An article tucked away in my clip file, written in 2006 by Kofi A. Annan, reveals the lessons he learned from his ten years of serving as Secretary General of the United Nations. These five lessons are as critical for us to hear today as they were eighteen years ago. I thought you might be interested in hearing them again. Mr. Annan believes that as the communities of nations confront the challenges of the twenty-first century there are lessons to be learned.
Mr. Annan sees the United Nations as an instrument of encouraging world order. The eighteen yearlong voices of “jury and judge” among us can assess if it has served its purpose. Ideals are only as good as the intentions to uphold them. How do we rate ourselves?
Lesson 1: “In today’s world we are all responsible for each other’s security.” We live on a fairly small planet facing existential threats that have not gone away in the last eighteen years; they have only amplified. The threats are the same after nearly two decades: Nuclear proliferation, climate change, global pandemics and terrorists operating in safe havens around the world. Mr. Amman says the obvious, “no nations can make itself secure by seeking supremacy over all the others.” The big stick theory is ultimately a loser.
Lesson 2: “We are also responsible for each other’s welfare.” Giving all human beings “a chance to share in our prosperity” will create a stability that will benefit all of us. Re-thinking immigration is a necessary way for us to bring stability and secure a future with hope for all people.
Lesson 3: “Security and prosperity depend on respect for human rights and the rule of law.” Mutual respect, treating one another with dignity and protecting each other’s civil rights enriches our human experience and protects our futures. “No community suffers from too much rule of law.” I would add, when it is fairly and judiciously applied. 
Lesson 4: “Governments must be accountable for their actions in the international and the domestic arena.” Because America is a powerful nation, we are responsible for wielding power thoughtfully and carefully. The trampling of the littlest among us is empty victory. It makes us look petty and small. Coming together to solve problems seems like the pipedream of a long-ago time, yet even we cannot always confront global challenges alone. The pandemic should have taught us this. 
Lesson 5: “How can states hold one another accountable? Institutions must be organized in a fair and democratic way, giving the poor and weak some influence over the rich and the strong.” Realizing that privilege comes with responsibility shapes us in ways of humility and hope. 

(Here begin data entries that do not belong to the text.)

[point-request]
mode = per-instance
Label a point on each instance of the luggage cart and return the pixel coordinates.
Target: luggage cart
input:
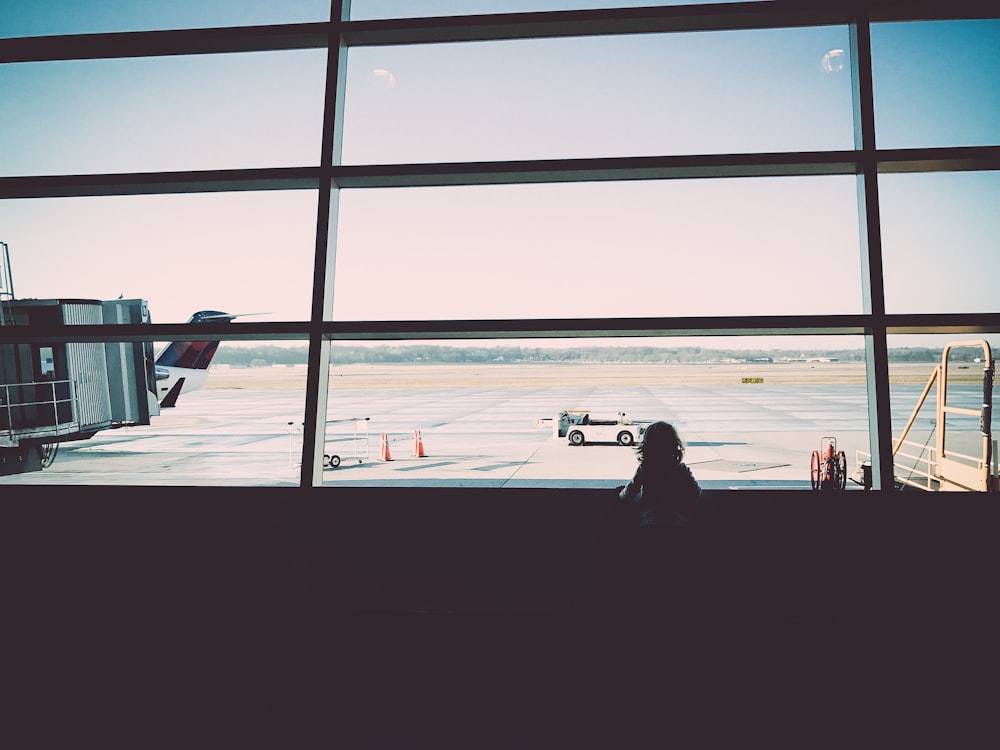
(333, 460)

Mr. Annan closes his article with this: “More than ever Americans, like the rest of humanity, need a functioning global system. Experience has shown that the system works poorly when the United States remains aloof. It functions much better when there is farsighted US leadership. That gives American leaders of today and tomorrow a great responsibility. The American people must see that they live up to it.” 
We have two old white men running for the Office of President of the United States. But these two men could not be more different in personality, affect and character. Unless we are ready to abort our stature as world leaders, unless we are ready to ditch law, democratic values and constitutional rights, we will vote for Joe Biden. He is the best and only choice for such a time as this.